Pero existe otro tipo de ateísmo, más generalizado aunque menos explícito: El de los que afirmando ser creyentes (de cualquier religión) actuamos como si Dios fuera irrelevante para nuestra vida cotidiana, lo encerramos entre las paredes de los templos para adorarlo sólo un determinado día u ocasión y nada más. Esta clase de ateísmo, no declarado pero real, es más peligroso, pues al perder el creyente la referencia de su vida a Dios, no sólo empobrece su horizonte ético sino que abre un espacio a un relativismo en el que todo se vale, o a un fundamentalismo fanático que se queda en las formas de una religiosidad que se olvida de su esencia, situación ésta que, como podemos constatarlo, termina por germinar odio por quienes no piensan como ellos.

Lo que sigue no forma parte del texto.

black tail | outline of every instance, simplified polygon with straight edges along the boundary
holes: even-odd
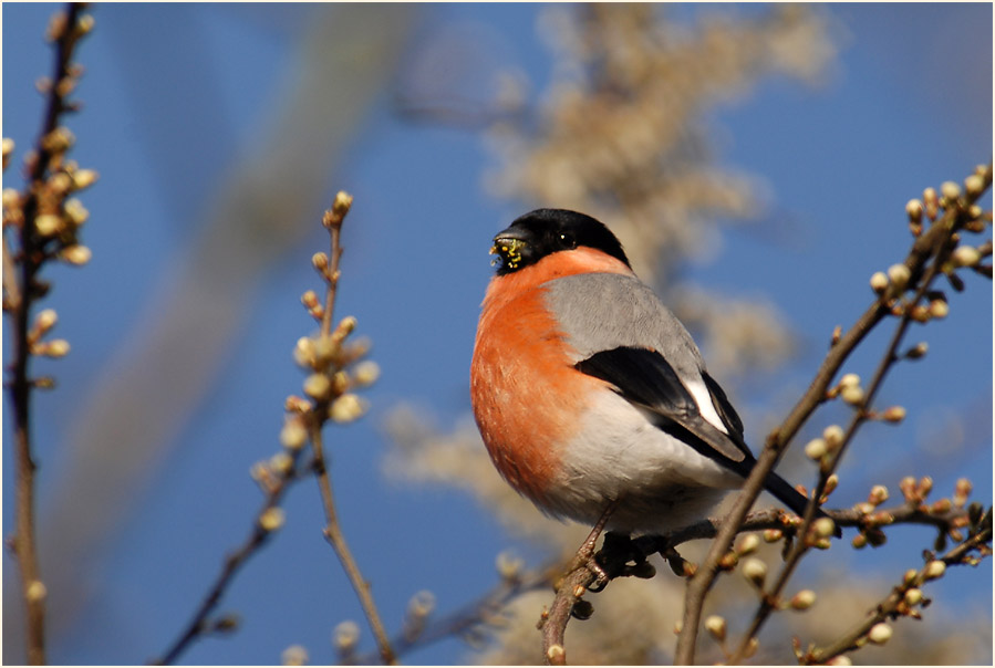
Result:
[[[777,497],[777,499],[781,503],[784,503],[785,505],[790,508],[791,512],[794,512],[797,515],[802,515],[802,516],[805,515],[805,507],[808,505],[808,499],[806,499],[804,495],[798,493],[798,490],[796,490],[794,487],[788,484],[787,480],[785,480],[784,478],[781,478],[774,471],[770,471],[769,473],[767,473],[767,480],[764,483],[764,488],[768,492],[770,492],[771,494]],[[829,515],[827,515],[825,512],[822,512],[821,509],[817,508],[816,516],[817,518],[827,518]],[[836,537],[841,537],[842,535],[843,535],[843,530],[840,529],[839,526],[837,526],[836,528]]]

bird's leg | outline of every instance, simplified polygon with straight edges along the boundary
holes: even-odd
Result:
[[[587,540],[581,544],[580,549],[577,551],[577,554],[573,555],[573,560],[570,562],[570,566],[567,568],[568,573],[572,573],[577,568],[581,566],[587,567],[591,573],[594,574],[595,580],[594,583],[588,587],[592,592],[600,592],[608,585],[608,581],[611,580],[608,576],[608,573],[604,572],[604,568],[601,567],[601,564],[598,563],[598,560],[594,557],[594,545],[598,544],[598,536],[601,535],[601,532],[604,531],[604,525],[608,524],[608,520],[611,518],[612,513],[615,512],[615,508],[618,507],[618,501],[612,501],[604,509],[604,512],[601,513],[601,518],[598,520],[598,523],[594,524],[594,528],[591,530],[591,533],[588,534]],[[609,532],[605,534],[604,540],[608,540],[608,536],[614,535]]]

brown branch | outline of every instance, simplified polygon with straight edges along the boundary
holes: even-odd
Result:
[[[4,309],[13,314],[14,321],[14,363],[10,395],[14,407],[17,528],[10,546],[17,556],[21,574],[27,618],[27,659],[32,665],[45,662],[45,601],[48,598],[48,591],[42,582],[39,566],[35,536],[34,473],[37,465],[32,455],[31,390],[33,385],[29,374],[31,307],[35,299],[43,294],[37,276],[48,255],[44,252],[44,240],[38,233],[34,220],[38,213],[38,194],[44,185],[45,175],[54,155],[54,152],[50,150],[46,139],[56,128],[62,114],[69,108],[65,95],[71,86],[60,84],[74,79],[70,72],[72,56],[77,40],[85,34],[85,30],[80,24],[82,10],[82,4],[69,4],[65,13],[56,14],[50,27],[55,49],[53,75],[48,91],[45,114],[33,164],[29,170],[25,195],[22,197],[21,220],[18,226],[20,231],[19,249],[15,260],[11,257],[8,248],[7,231],[3,231],[3,286],[7,294]],[[14,274],[12,260],[20,270],[19,275]]]
[[[953,233],[953,228],[951,228],[950,233]],[[812,494],[816,499],[821,498],[829,477],[837,470],[840,462],[842,461],[843,453],[847,450],[849,443],[852,441],[854,435],[857,434],[857,430],[861,425],[870,419],[869,409],[871,401],[878,394],[878,390],[881,388],[881,385],[883,384],[884,377],[888,374],[889,369],[899,361],[898,349],[902,343],[902,340],[904,338],[909,325],[912,323],[912,311],[922,301],[933,280],[939,275],[941,255],[944,253],[944,251],[950,252],[950,249],[947,248],[949,243],[949,236],[941,237],[940,241],[936,244],[934,261],[926,271],[925,276],[923,278],[922,283],[919,286],[919,290],[915,293],[915,296],[904,307],[899,324],[895,326],[895,331],[891,337],[891,341],[889,342],[889,345],[885,348],[880,363],[878,364],[878,368],[874,372],[874,376],[871,379],[870,385],[868,386],[866,396],[860,405],[854,408],[853,416],[850,419],[850,424],[843,432],[842,442],[839,445],[838,450],[836,450],[836,452],[831,457],[828,466],[820,467],[819,481]],[[806,508],[805,523],[802,524],[802,526],[807,529],[811,524],[813,518],[815,504],[809,503]],[[785,560],[784,565],[780,567],[774,585],[760,597],[760,604],[757,607],[757,612],[754,614],[749,628],[745,634],[743,634],[743,639],[729,658],[730,664],[743,661],[746,654],[749,651],[754,638],[756,638],[757,634],[759,634],[760,632],[760,628],[769,618],[770,614],[776,609],[777,602],[779,601],[785,586],[788,584],[788,580],[790,580],[791,575],[795,573],[795,568],[799,563],[801,563],[801,559],[810,549],[811,543],[809,541],[802,540],[795,542],[790,553],[788,554],[788,557]]]
[[[325,281],[328,282],[328,292],[325,294],[325,304],[321,317],[321,335],[322,337],[328,338],[333,336],[331,331],[332,312],[335,306],[335,294],[339,284],[339,261],[342,257],[340,233],[342,230],[342,221],[349,212],[351,203],[351,196],[345,192],[339,192],[339,195],[335,196],[334,205],[325,212],[323,219],[323,223],[331,234],[330,264],[327,271],[322,271]],[[345,535],[342,533],[339,514],[335,510],[335,499],[332,494],[332,483],[329,477],[328,466],[325,465],[321,437],[321,428],[328,419],[329,408],[330,401],[328,399],[318,401],[313,410],[311,410],[311,419],[309,420],[308,426],[311,449],[314,453],[314,470],[318,476],[318,487],[321,491],[322,504],[324,507],[325,528],[323,533],[325,540],[328,540],[329,544],[335,551],[335,554],[342,564],[342,568],[345,571],[345,575],[349,577],[349,582],[352,584],[352,588],[360,599],[363,614],[370,623],[370,628],[372,629],[373,636],[376,639],[376,645],[380,648],[381,660],[386,665],[393,666],[397,664],[397,657],[394,654],[386,629],[380,618],[380,613],[376,609],[376,604],[370,592],[370,584],[363,578],[359,564],[356,564],[352,551],[349,549]]]
[[[868,613],[868,616],[863,620],[826,647],[809,650],[805,656],[800,657],[801,662],[805,665],[826,664],[844,651],[857,649],[863,643],[867,643],[868,634],[874,626],[889,618],[898,619],[902,616],[919,618],[920,614],[915,608],[920,602],[923,601],[921,594],[918,593],[919,587],[931,580],[940,577],[944,571],[943,567],[937,567],[934,564],[937,561],[942,562],[944,566],[968,563],[965,560],[968,554],[975,550],[981,551],[982,555],[991,554],[991,549],[987,551],[985,549],[986,544],[991,543],[991,541],[992,512],[989,510],[986,515],[985,525],[982,526],[980,531],[955,545],[950,552],[939,557],[939,560],[933,559],[932,555],[927,554],[925,565],[919,572],[913,572],[904,576],[901,584],[894,586],[891,593],[881,599],[873,609]],[[916,594],[910,595],[910,592],[913,589],[916,591]]]
[[[588,534],[587,540],[577,551],[570,565],[567,567],[567,574],[557,584],[557,595],[548,613],[543,613],[540,622],[542,628],[542,656],[549,666],[566,666],[567,649],[564,636],[567,633],[567,623],[573,614],[574,606],[583,596],[588,587],[598,576],[604,576],[604,572],[592,561],[594,555],[594,545],[598,543],[598,536],[604,530],[604,525],[611,518],[618,502],[612,502],[601,514],[598,523]]]
[[[276,477],[270,477],[269,472],[267,472],[260,479],[260,483],[266,490],[266,500],[262,508],[260,508],[259,513],[256,515],[252,530],[249,532],[245,542],[242,542],[235,552],[231,552],[225,557],[221,572],[218,574],[215,583],[204,597],[204,601],[197,607],[190,622],[179,634],[179,637],[177,637],[173,645],[166,649],[160,658],[151,660],[151,664],[174,664],[194,640],[219,628],[218,623],[209,624],[208,617],[210,617],[218,607],[218,604],[220,604],[221,597],[235,580],[239,570],[259,551],[260,547],[262,547],[272,532],[279,528],[280,522],[274,520],[278,520],[281,516],[279,514],[280,501],[287,493],[290,483],[296,479],[294,471],[300,452],[300,450],[297,450],[291,455],[293,466],[291,466],[287,472],[276,472]],[[224,620],[218,622],[224,624]]]
[[[562,562],[553,561],[545,566],[515,574],[511,577],[502,577],[501,582],[489,592],[479,596],[476,601],[463,607],[427,623],[421,633],[400,633],[392,640],[391,646],[397,657],[402,657],[413,649],[425,647],[450,638],[473,634],[477,627],[486,626],[497,617],[501,608],[515,596],[527,592],[552,586],[556,573],[559,573]],[[370,653],[350,657],[349,664],[367,666],[379,659],[379,655]]]
[[[909,270],[909,285],[916,285],[926,269],[930,258],[939,254],[960,226],[967,222],[966,211],[977,198],[992,185],[992,165],[988,164],[984,174],[978,175],[983,180],[983,187],[975,191],[967,192],[952,205],[944,216],[936,221],[925,233],[916,238],[912,249],[904,261]],[[816,374],[812,384],[808,390],[785,419],[780,427],[775,429],[768,437],[764,450],[757,458],[749,478],[747,478],[743,490],[729,511],[722,529],[718,532],[705,562],[697,570],[694,577],[687,586],[685,595],[683,628],[677,637],[677,649],[675,653],[675,662],[690,665],[694,661],[695,641],[697,639],[698,625],[701,622],[704,599],[711,589],[715,577],[718,574],[718,564],[723,555],[728,552],[736,535],[737,528],[747,512],[752,508],[756,498],[764,489],[764,481],[769,471],[773,470],[780,456],[787,449],[791,439],[798,434],[801,426],[808,420],[811,414],[826,399],[826,393],[832,378],[839,372],[843,362],[849,357],[850,353],[857,345],[863,341],[864,336],[881,322],[889,313],[891,313],[890,301],[899,298],[904,290],[895,293],[892,290],[885,291],[880,298],[864,312],[864,314],[854,323],[854,325],[842,335],[839,341],[830,348],[822,365]],[[825,486],[825,479],[820,478],[820,488]],[[819,494],[812,495],[805,513],[805,524],[802,532],[807,532],[808,526],[815,518],[815,504]],[[799,549],[796,545],[796,550]],[[789,574],[788,574],[789,575]]]
[[[846,510],[828,510],[823,508],[822,510],[839,526],[868,529],[885,524],[924,524],[935,526],[943,535],[965,523],[968,519],[968,511],[963,508],[951,505],[947,509],[934,512],[929,507],[914,502],[905,502],[883,509],[874,508],[873,512],[870,513],[856,508]],[[557,587],[557,595],[549,613],[543,615],[542,649],[547,662],[551,665],[563,665],[566,662],[563,637],[567,623],[570,620],[573,606],[585,593],[587,588],[592,586],[599,577],[614,580],[619,576],[633,574],[642,577],[652,576],[652,567],[641,570],[626,566],[625,564],[631,561],[639,564],[655,553],[660,553],[664,559],[671,561],[672,567],[674,567],[676,563],[683,561],[674,552],[676,546],[688,541],[715,537],[725,521],[726,519],[723,518],[713,518],[695,522],[666,535],[641,536],[629,541],[621,549],[615,547],[613,554],[610,554],[608,547],[602,547],[595,555],[597,562],[601,564],[601,573],[592,567],[590,560],[574,557]],[[769,509],[749,513],[738,526],[737,533],[777,529],[782,531],[785,535],[796,536],[800,528],[801,520],[798,516],[779,509]],[[595,534],[592,532],[592,535]],[[590,540],[589,537],[585,541],[584,546],[587,546]],[[804,541],[796,541],[796,544],[801,542]],[[579,553],[582,551],[583,546]],[[557,649],[552,649],[553,647]]]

El remedio para este ateísmo oculto se encuentra en una fe viva; es decir, en una fe que no sea un refugio para ocultar la ignorancia, un sentimentalismo espiritual barato para “sentir” bonito, o una fe “milagrera” útil sólo para sanar los males físicos o la “mala suerte”,

Este tipo de fe nace de la escucha silenciosa del Dios que habla a nuestro yo más íntimo cuando oramos como sea que lo sepamos hacer. Sin imponerse a nadie, pero proponiéndose a todos, Dios está ahí para quien lo busca de verdad, Él se revela de una manera peculiar, indefinible, que impulsa a tratar de ser un mejor ser “humano”, con todo lo que eso pueda significar, y, más aún, inspira a luchar para ser, desde nuestras imperfecciones, “Su imagen y semejanza”, con todo lo que esto pueda significar. Analizando los discursos pronunciados por el Papa Francisco en el Senado de Estados Unidos y en la ONU, se deduce que a Él no le preocupa tanto de qué lado o en cuál religión está Dios, sino que Dios, el Dios del amor, como quiera que se le llame en cada cultura o pueblo, esté de verdad en el corazón de cada hombre que lo invoca de una u otra forma. Según Francisco, unidos en Él y por Él, es la única manera eficaz para que se pueda crear un mundo más justo y fraterno. No se vale ya ser un creyente ateo.